### Markov games

The following definitions are from Zhang et al. (2019). A **Markov game** is defined by a tuple $\left(\mathcal{N}, \mathcal{S}, \{ \mathcal{A^i} \}_{i \in \mathcal{N}}, \mathcal{P}, \{ \mathcal{R}^i \}_{i \in \mathcal{N}}, \gamma \right)$ where $\mathcal{N} = \{ 1, \dots, N \}$ denotes the set of $N>1$ agents, $\mathcal{S}$ denotes the state space observed by all agents, $\mathcal{A}^i$ denotes the action space of agent $i$. Let $\mathcal{A} := \mathcal{A}^1 \times \dots \times \mathcal{A}^N$ then $\mathcal{P} : \mathcal{S} \times \mathcal{A} \rightarrow \Delta (\mathcal{S})$ denotes the transition probability from any state $s \in \mathcal{S}$ to any state $s' \in \mathcal{S}$ for any joint action $a \in \mathcal{A}$; $R^i: \mathcal{S} \times \mathcal{A} \times \mathcal{S} \rightarrow \mathbb{R}$ is the reward function that determines the immediate reward received by agent $i$ for a transition from $(s,a)$ to $s'$; $\gamma \in [0,1]$ is the discount factor.

At time $t$, each agent $i \in \mathcal{N}$ executes an action $a_t^i$, according to the system state $s_t$. The system then transitions to state $s_{t+1}$ and rewards each agent $i$ by $R^i(s_t,a_t,s_{t+1})$. The goal of agent $i$ is to optimise its long-term reward, by finding the policy $\pi^i : \mathcal{S} \rightarrow \Delta (\mathcal{A}^i)$ such that $a^i_t \sim \pi^i(\cdot|s_t)$. 

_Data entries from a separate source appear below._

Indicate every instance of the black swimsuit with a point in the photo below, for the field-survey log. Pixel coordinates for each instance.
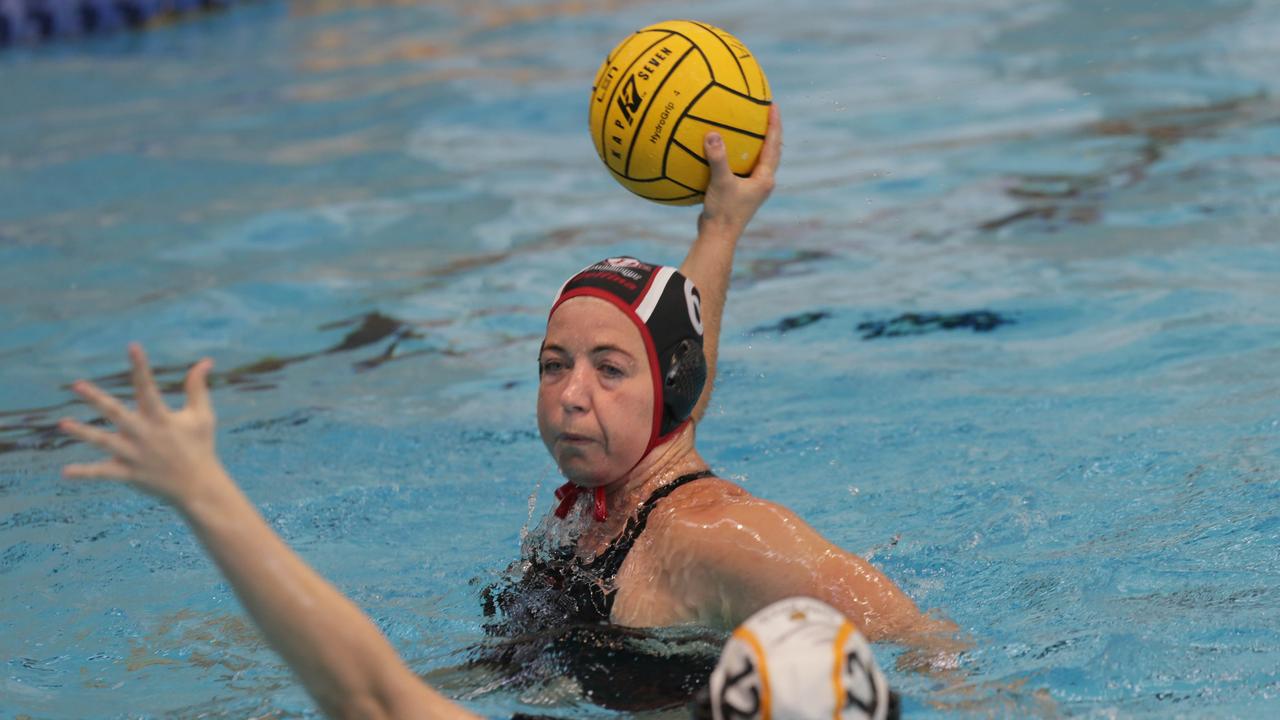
(554, 620)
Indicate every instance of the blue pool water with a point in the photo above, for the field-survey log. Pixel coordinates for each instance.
(361, 210)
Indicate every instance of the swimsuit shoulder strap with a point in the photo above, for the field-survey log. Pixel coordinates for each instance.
(611, 560)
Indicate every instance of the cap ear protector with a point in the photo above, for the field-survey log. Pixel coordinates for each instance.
(682, 386)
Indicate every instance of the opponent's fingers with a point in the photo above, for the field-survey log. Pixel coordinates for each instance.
(104, 402)
(145, 391)
(771, 154)
(108, 442)
(104, 469)
(197, 386)
(713, 146)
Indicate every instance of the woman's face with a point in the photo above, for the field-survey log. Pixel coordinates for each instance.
(594, 391)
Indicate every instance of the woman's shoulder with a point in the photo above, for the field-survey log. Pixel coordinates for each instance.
(709, 502)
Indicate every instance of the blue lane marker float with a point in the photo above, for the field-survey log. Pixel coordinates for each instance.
(28, 22)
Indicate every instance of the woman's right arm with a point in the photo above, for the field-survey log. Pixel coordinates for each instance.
(339, 655)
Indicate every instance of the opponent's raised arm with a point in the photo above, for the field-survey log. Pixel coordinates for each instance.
(730, 204)
(338, 654)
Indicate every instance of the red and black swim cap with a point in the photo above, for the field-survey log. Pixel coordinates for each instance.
(667, 309)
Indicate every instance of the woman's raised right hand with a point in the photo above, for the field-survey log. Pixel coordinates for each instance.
(164, 452)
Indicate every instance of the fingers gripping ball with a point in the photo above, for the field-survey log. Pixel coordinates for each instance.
(798, 659)
(658, 94)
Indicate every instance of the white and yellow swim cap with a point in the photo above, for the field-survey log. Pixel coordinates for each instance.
(798, 659)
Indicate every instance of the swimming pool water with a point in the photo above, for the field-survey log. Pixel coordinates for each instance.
(361, 213)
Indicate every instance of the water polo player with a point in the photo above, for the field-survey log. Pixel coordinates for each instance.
(625, 374)
(622, 384)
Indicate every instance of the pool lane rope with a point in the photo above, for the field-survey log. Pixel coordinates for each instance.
(31, 22)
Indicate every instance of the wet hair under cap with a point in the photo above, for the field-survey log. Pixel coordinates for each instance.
(667, 309)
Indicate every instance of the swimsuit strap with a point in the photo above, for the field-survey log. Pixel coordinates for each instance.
(609, 561)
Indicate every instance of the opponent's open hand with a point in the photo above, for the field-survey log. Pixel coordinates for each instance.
(731, 201)
(165, 452)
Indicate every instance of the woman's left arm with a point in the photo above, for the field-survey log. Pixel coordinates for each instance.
(730, 204)
(757, 552)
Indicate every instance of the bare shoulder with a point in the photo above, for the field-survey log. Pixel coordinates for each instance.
(716, 507)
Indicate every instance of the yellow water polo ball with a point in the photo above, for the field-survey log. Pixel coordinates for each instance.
(658, 94)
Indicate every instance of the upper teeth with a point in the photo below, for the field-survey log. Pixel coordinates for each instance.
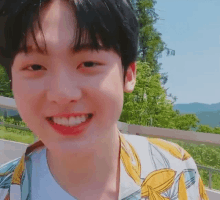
(70, 121)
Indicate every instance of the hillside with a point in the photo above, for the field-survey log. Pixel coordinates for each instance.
(207, 114)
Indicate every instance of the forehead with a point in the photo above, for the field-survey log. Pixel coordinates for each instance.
(58, 31)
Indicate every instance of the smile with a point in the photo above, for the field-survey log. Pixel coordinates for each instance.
(71, 125)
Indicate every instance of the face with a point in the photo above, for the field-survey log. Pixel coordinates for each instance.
(68, 82)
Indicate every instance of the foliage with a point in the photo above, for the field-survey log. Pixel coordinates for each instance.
(186, 122)
(147, 104)
(151, 45)
(4, 83)
(10, 120)
(204, 129)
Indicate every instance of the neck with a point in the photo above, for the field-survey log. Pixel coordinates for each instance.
(99, 164)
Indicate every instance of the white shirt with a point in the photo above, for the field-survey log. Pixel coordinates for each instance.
(43, 184)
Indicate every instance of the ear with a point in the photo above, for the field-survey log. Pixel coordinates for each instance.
(130, 79)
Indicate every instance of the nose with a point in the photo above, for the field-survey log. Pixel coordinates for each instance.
(63, 88)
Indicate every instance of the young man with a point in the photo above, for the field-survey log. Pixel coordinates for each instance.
(71, 62)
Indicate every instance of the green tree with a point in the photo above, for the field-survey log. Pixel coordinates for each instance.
(204, 129)
(186, 121)
(216, 130)
(4, 83)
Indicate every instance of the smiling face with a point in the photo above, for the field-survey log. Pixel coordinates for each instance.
(64, 81)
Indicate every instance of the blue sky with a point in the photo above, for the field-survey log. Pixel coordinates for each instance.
(192, 29)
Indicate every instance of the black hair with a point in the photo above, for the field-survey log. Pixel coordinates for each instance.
(111, 22)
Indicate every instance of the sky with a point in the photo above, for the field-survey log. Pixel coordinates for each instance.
(192, 29)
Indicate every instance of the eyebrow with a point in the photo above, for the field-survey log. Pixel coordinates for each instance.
(83, 47)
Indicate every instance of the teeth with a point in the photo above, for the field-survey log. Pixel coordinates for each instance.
(72, 121)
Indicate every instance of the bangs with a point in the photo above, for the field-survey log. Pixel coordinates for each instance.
(96, 28)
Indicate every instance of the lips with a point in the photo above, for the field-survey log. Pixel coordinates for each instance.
(70, 131)
(69, 115)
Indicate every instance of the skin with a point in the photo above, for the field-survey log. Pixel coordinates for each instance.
(64, 84)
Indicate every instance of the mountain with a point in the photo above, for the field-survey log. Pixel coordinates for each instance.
(208, 114)
(196, 107)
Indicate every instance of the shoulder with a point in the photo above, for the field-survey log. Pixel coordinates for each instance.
(6, 172)
(167, 165)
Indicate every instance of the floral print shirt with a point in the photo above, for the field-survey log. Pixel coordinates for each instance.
(150, 169)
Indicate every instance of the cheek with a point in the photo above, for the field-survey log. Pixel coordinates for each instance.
(108, 98)
(27, 98)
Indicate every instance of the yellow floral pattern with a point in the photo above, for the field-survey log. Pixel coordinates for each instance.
(130, 160)
(158, 180)
(172, 148)
(202, 191)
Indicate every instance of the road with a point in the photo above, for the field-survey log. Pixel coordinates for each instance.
(10, 150)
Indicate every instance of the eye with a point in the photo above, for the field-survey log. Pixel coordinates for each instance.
(34, 67)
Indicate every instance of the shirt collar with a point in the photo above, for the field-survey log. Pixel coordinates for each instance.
(130, 167)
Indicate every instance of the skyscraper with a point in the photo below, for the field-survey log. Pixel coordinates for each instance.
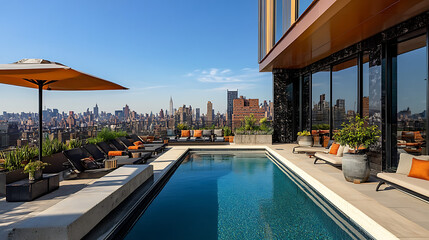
(171, 106)
(231, 95)
(96, 111)
(209, 113)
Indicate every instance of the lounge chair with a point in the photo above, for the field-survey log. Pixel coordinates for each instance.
(218, 136)
(101, 156)
(128, 143)
(207, 135)
(400, 180)
(75, 157)
(197, 135)
(184, 136)
(334, 159)
(120, 146)
(171, 137)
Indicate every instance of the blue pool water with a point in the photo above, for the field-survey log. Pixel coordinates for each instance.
(233, 195)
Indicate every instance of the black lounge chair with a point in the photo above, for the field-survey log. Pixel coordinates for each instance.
(127, 143)
(119, 145)
(101, 156)
(75, 156)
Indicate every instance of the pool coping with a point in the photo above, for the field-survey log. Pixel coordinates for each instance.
(358, 215)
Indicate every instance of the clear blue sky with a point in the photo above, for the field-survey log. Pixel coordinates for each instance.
(191, 50)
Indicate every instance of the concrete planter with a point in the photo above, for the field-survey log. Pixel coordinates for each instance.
(10, 177)
(55, 163)
(355, 167)
(305, 141)
(253, 139)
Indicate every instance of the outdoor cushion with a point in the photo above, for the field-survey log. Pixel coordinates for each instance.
(419, 169)
(186, 133)
(405, 161)
(329, 158)
(334, 148)
(89, 163)
(198, 133)
(115, 153)
(414, 184)
(218, 132)
(340, 151)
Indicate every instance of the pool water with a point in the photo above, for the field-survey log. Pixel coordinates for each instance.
(233, 195)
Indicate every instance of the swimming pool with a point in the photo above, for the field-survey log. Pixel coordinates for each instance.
(239, 195)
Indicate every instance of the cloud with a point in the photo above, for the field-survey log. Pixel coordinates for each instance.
(215, 75)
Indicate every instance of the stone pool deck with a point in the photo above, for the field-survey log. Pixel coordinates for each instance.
(403, 216)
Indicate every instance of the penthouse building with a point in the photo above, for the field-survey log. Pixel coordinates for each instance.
(333, 59)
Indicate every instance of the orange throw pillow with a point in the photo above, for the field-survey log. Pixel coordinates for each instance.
(334, 148)
(186, 133)
(133, 147)
(419, 169)
(115, 153)
(198, 133)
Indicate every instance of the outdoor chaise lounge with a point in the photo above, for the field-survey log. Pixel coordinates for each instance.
(218, 136)
(400, 179)
(99, 155)
(334, 159)
(122, 147)
(75, 157)
(129, 144)
(207, 135)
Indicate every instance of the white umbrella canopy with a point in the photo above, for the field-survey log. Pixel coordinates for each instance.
(44, 74)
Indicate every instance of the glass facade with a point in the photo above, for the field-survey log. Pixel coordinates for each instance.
(411, 95)
(320, 100)
(344, 92)
(303, 5)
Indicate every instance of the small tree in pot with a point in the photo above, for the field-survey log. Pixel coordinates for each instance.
(358, 135)
(305, 139)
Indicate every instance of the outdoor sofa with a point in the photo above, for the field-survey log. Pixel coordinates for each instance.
(400, 179)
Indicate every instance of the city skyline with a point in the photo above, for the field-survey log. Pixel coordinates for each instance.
(133, 50)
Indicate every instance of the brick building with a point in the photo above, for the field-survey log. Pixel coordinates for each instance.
(244, 107)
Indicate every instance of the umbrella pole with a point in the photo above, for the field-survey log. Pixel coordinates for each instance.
(40, 84)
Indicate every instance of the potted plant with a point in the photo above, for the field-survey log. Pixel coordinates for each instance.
(34, 170)
(358, 135)
(305, 139)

The value function $V^i:\mathcal{S} \rightarrow \mathbb{R}$ of agent $i$ becomes a function of the joint policy $\pi: \mathcal{S} \rightarrow \Delta (\mathcal{A})$ defined as $\pi(a|s) := \Pi_{i \in \mathcal{N}} \pi^i (a^i|s)$. In particular, for any joint policy $\pi$ and state $s \in \mathcal{S}$, 

$$ V^i_{\pi^i,\pi^{-i}} (s) := \mathbb{E} \left[ \sum_{t \geq 0} \gamma^t R^i (s_t,a_t,s_{t+1}) | a_t^i \sim \pi^i (\cdot|s_t),s_0=s \right] $$

where $-i$ represents the indices of all agents in $\mathcal{N}$, not including $i$. 

### Nash equilibirum (NE)

In a Markov game $\left(\mathcal{N}, \mathcal{S}, \{ \mathcal{A^i} \}_{i \in \mathcal{N}}, \mathcal{P}, \{ \mathcal{R}^i \}_{i \in \mathcal{N}}, \gamma \right)$ a **Nash equilibirum** is a joint policy $\pi^* = \left(\pi^{1,*}, \dots, \pi^{N,*}\right)$ such that for any $s \in \mathcal{S}$ and $i \in \mathcal{N}$, 

$$V^i_{\pi^{i,*}, \pi^{-i,*}} (s) \geq V^i_{\pi^i, \pi^{-i,*}} (s), \text{ for any } \pi^i$$ 

It characterises an equilibirum point $\pi^*$ from which none of the agents has any incentive to deviate. In a NE, each player effectively holds a correct expectation about the other players' behaviours and acts rationally with respect to this expectation. Acting rationally means the agent's strategy is a best response to the others' strategies and any deviation would make that agent worse off. In other words, for any agent $i \in \mathcal{N}$, the policy $\pi*{i,*}$ is the **best-response** of $\pi^{-i, *}$. 

However, NE suffers from non-uniqueness, meaning there may be multiple NE in one game. This presents complications for convergence, for example, it may result in agents oscillating between their optimal strategies and not all converging to the same NE. 

Moreover, there are multiple assumptions here such as knoweldge of the other agents' strategies and rationality, which does not generally hold in practice. In decision-making, the rationality of individuals is limited by the information they have, the cognitive limitations of their minds and the finite amount of time they have to make a decision. This applies both to human agents and machine agents and is referred to as bounded rationality.  


### Nash Q-Learning

For an $N$-agent system, the Q-function is extended beyond the state-action pair of an individual to incorporate all the actions of the agents: $Q(s,a^1,\dots,a^N)$. Then, a **Nash Q-value** is defined as the expected sum of discounted rewards when all agents follow specified NE strategies from the next period on.

Let $Q^i_*$ denote the **Nash Q-function** for agent $i$. It is defined over $(s,a^1,\dots, a^N)$ as the sum of agent $i$'s current reward plus its future rewards when all agents follow a joint NE strategy

$$  Q_*^i (s,a^1,\dots,a^N) = r^i(s,a^1,\dots,a^N) + \gamma \sum_{s' \in \mathcal{S}} \mathcal{P} (s'|s,a^1,\dots,a^N) V^i_{\pi^{i,*}, \pi^{-i,*}} (s) $$ 

where $(\pi^1_*,\dots,\pi^N_*)$ is the joint NE strategy, $r^i(s,a^1,\dots,a^N)$ is agent $i$'s one-period reward in state $s$ and under joint action $(a^1, \dots, a^N)$, $V^i_{\pi^{i,*}, \pi^{-i,*}} (s)$ is agent $i$'s total discounted reward over infinite periods starting from $s'$ given then all agents follow the equilibirum strategies.